Can we copy trust?

Ed Gerck edgerck at
Mon Jun 2 12:37:00 EDT 2008

In the essay "Better Than Free", Kevin Kelly debates which concepts hold 
value online, and how to monetize those values. See

Kelly's point can be very useful: *When copies are free, you need to 
sell things which can not be copied.*

The problem that I see and present to this list is when he discusses 
qualities that can't be copied and considers "trust" as something that 
cannot be copied.

Well, in the digital economy we had to learn how to copy trust and we 
did. For example, SSL would not work if trust could not be copied.

How do we copy trust? By recognizing that because trust cannot be 
communicated by self-assertions (*), trust cannot be copied by 
self-assertions either.

To trust something, you need to receive information from sources OTHER 
than the source you want to trust, and from as many other sources as 
necessary according to the extent of the trust you want. With more trust 
extent, you are more likely to need more independent sources of 

To copy trust, all you do is copy the information from those channels in 
a verifiable way and add that to the original channel information. We do 
this all the time in scientific work: we provide our findings, we 
provide the way to reproduce the findings, and we provide the published 
references that anyone can verify.

To copy trust in the digital economy, we provide  digital signatures 
from one or more third-parties that most people will trust.

This is how SSL works.
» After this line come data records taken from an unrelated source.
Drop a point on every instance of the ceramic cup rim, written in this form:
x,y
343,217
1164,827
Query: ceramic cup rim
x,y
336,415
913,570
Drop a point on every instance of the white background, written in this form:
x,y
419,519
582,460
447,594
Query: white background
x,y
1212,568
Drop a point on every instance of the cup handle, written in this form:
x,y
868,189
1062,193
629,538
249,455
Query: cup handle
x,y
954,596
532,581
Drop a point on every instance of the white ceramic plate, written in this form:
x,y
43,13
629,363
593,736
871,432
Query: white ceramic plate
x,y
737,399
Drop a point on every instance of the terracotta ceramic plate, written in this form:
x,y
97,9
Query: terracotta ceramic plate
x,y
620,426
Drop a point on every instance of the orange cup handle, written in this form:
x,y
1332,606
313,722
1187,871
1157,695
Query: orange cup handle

The site provides a digital certificate signed by 
a CA that most browsers trust, providing an independent channel to 
verify that the web address is correct -- in addition to what the 
browser's location line says.

Ed Gerck

(*) "Trust as qualified reliance on information" in and
Digital Certificates: Applied Internet Security by J. Feghhi, J. Feghhi 
and P. Williams, Addison-Wesley, ISBN 0-20-130980-7, 1998.